9- Rehineler ve tutukluların durumu: 10. günde Hamas, kalan tüm rehineler hakkında tam bilgi (hayatta olduklarına dair kanıt ve sağlık durumu raporu/ölüm belgesi) sunacaktır. Buna karşılık İsrail, 7 Ekim'den bu yana Gazze Şeridi'nden tutuklanan Filistinli mahkumlar ve İsrail'de bulunan Gazze Şeridi'nden ölenlerin sayısı hakkında tam bilgi verecektir. Hamas, ateşkes süresince rehinelerin sağlığı, bakımı ve güvenliğini garanti altına alacaktır.

10- Anlaşma üzerine kalan rehinelerin serbest bırakılması: Kalıcı ateşkes için gerekli düzenlemelerle ilgili müzakereler 60 gün içinde tamamlanmalıdır. Anlaşma sağlandığında, İsrail tarafından sunulan “58 kişilik liste”deki geri kalan İsrailli rehineler (hayatta olanlar ve ölenler) serbest bırakılacaktır. Söz konusu süre içinde ateşkesin kalıcı hale getirilmesi için gerekli düzenlemelere ilişkin müzakereler tamamlanamazsa, ateşkes aşağıdaki 11. maddeye göre uzatılabilir.

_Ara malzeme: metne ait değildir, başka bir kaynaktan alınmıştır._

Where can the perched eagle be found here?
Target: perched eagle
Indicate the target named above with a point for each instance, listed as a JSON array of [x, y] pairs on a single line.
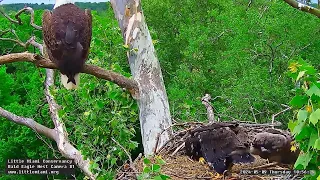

11- Garantörler: Aracılar-Garantörler (ABD, Mısır ve Katar), ateşkesin 60 gün süreyle devam etmesini ve ateşkesin kalıcı hale getirilmesi için gerekli düzenlemeler konusunda ciddi görüşmelerin yapılmasını sağlayacaklardır. Aracılar, gerekirse bu çerçevede kararlaştırılan prosedürlere göre ciddi müzakerelerin ek bir süre boyunca devam etmesini garanti ederler.

12- Temsilcinin başkanlığı: Özel temsilci Büyükelçi Steve Wiggoff bölgeye gelerek anlaşmayı tamamlayacak ve müzakerelere başkanlık edecektir.

13- Başkan Trump: Başkan Trump ateşkes anlaşmasını şahsen açıklayacak. ABD ve Başkan Trump, nihai bir anlaşmaya varılana kadar iyi niyetle müzakerelerin devam etmesini sağlamak için çalışmaya kararlıdır.

* Bu metin 4 Temmuz'da yayınlanmış ve 7 Temmuz 2025 Pazartesi sabahı güncellenmiştir.